= James Wyckoff =

American economist

James Humphrey Wyckoff is a U.S.-American education economist who currently serves as Memorial Professor of Education and Public Policy (formerly the Curry Memorial Professor) at the University of Virginia, where he is also the Director of the Center for Education Policy and Workforce Competitiveness. His research on the impact of teacher compensation on teacher performance (together with Thomas Dee) has been awarded the Raymond Vernon Memorial Award of the Association for Public Policy Analysis and Management in 2015.

== Biography==

James Wyckoff earned a B.A. in economics from Denison University in 1974 and a Ph.D. in economics from the University of North Carolina, Chapel Hill, in 1982. After his graduation, he became an assistant professor of economics at the University of Oklahoma, Norman (1982–86) before moving to the University at Albany, SUNY in 1986, where he worked as assistant professor of public administration before being promoted to associate professor and then to full professor. Intermittedly, Wyckoff also served as chair of Albany's Department of Public Administration and Policy (1996–98) and as Acting Dean of its Graduate School of Public Affairs (1998–2000). Since 2008, Wyckoff has been a professor at the University of Virginia's School of Education and Human Development and Frank Batten School of Leadership and Public Policy, where he was honored with the position of Memorial Professor of Education (formerly Curry Memorial Professor) in 2011. In 2010, he moreover became Director of EdPolicyWorks, also known as the Center on Education Policy and Workforce Competitiveness.

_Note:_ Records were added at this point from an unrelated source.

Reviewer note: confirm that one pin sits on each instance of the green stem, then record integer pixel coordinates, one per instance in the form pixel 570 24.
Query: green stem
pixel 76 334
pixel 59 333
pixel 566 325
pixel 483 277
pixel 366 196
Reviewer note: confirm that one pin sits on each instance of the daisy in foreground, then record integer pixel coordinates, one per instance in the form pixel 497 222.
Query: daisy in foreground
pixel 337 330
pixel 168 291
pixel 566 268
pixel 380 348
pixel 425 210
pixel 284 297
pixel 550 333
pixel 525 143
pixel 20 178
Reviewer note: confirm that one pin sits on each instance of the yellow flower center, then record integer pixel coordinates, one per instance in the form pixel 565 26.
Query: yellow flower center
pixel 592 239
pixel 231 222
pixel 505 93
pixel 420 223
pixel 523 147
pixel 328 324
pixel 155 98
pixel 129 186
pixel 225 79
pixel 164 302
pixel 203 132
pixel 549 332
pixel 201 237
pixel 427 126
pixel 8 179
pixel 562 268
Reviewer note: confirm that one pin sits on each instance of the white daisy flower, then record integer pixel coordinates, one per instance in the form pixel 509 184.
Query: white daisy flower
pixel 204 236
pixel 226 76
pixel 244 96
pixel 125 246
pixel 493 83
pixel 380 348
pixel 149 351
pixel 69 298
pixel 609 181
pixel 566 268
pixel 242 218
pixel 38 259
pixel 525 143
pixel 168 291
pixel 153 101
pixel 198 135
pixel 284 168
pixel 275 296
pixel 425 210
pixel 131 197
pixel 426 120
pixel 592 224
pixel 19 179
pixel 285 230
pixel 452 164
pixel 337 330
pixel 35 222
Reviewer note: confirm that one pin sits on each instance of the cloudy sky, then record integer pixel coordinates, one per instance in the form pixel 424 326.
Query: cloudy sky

In terms of professional activities, Wyckoff is affiliated with the Association for Education Finance and Policy, whose president he was in 2004, and a member of the policy council of the Association for Public Policy Analysis and Management (2006–10), among else. Moreover, he sits on the editorial boards of the Journal of Policy Analysis and Management, Educational Researcher and Education Finance and Policy and has done so in the past for the Economics of Education Review.

== Research==

James Wyckoff's research focuses on teacher labour markets, in particular on the preparation, recruitment, assessment and retention of teachers, within which he has frequently collaborated with Donald Boyd, Susanna Loeb and Hamilton Lankford. However, in the 1990s, Wyckoff has also performed research on e.g. school choice, finding (with Lankford) parents to trade-off between the relative quality of school offerings, the tuition of religious schools, the characteristics of other students in public and religious schools, and their family's socioeconomic characteristics.

Analysing the sorting of teachers by qualifications in New York with Lankford and Loeb, Wyckoff found that low-income, low-achieving and non-white students, especially in urban schools, are generally taught by the least skilled teachers, with salaries rarely leaning against and sometimes even contributing to this sorting. In further research with Boyd, they find teacher labor markets' spatial scope to be very small as teachers display strong preferences for proximity, which in turn makes it more difficult for urban schools to recruit new, well-qualified teachers. Overall, they attribute teacher sorting to a combination of more qualified teachers being more likely to leave schools with very low-performing students and schools with such students generally experiencing higher turnover than other schools, though high growth in student achievement can effectively act as a retention mechanism for effective teachers in low-achieving schools. In particular, effective teachers tend to leave low-achieving schools (but not high-achieving schools) within their second and third years at these schools, thereby likely contributing to the widening of the learning outcomes between students; by contrast, less effective teachers tend to leave both low- and high-performing schools within their first year. Importantly, they also find that the main driver behind teachers' turnover decisions in New York City is their (negative) perception of the school administration. The resulting teacher turnover evidently harms students' test scores in math and English language arts, especially in schools with many Black and low-performing students.

However, narrowing the gap between the qualifications of teachers in high- and low-performing schools is possible; for example, the NYC Teaching Fellows and Teach for America initiatives were able to substantially reduce such a gap between New York City's low- and high-poverty schools over 2000–2005 by substituting uncertified teachers in high-poverty schools by academically qualified teachers. Further research by Wyckoff and his co-authors on teachers' preparation and recruitment has found that teachers with reduced pre-job coursework often provide smaller initial gains in both math and English language arts when compared to teachers who completed a university-based teacher education program, though most differences disappear as the cohort matures and that teacher preparation programs' vary in their impact on teachers' value added to student test score performance, with practice-based preparation being particularly effective for new teachers. However, in the past, Wyckoff has been cautious to call for specific policies regarding teacher certification and preparation, arguing that the verdict on their impact on teacher quality and student achievement was still out. Moreover, teachers who have the highest value-added to student test performance have distinctly different instructional practice profiles, e.g. consistently scoring better on Explicit Strategy Instruction. Finally, together with Thomas Dee, Wyckoff has also evaluated IMPACT, the high-powered teacher-evaluation system introduced by Michelle Rhee in Washington D.C., and found that dismissal threats increased the voluntary attrition of low-performing teachers and improved the performance of remaining teachers, while financial incentives were effective in further improving the performance of high-performing teachers.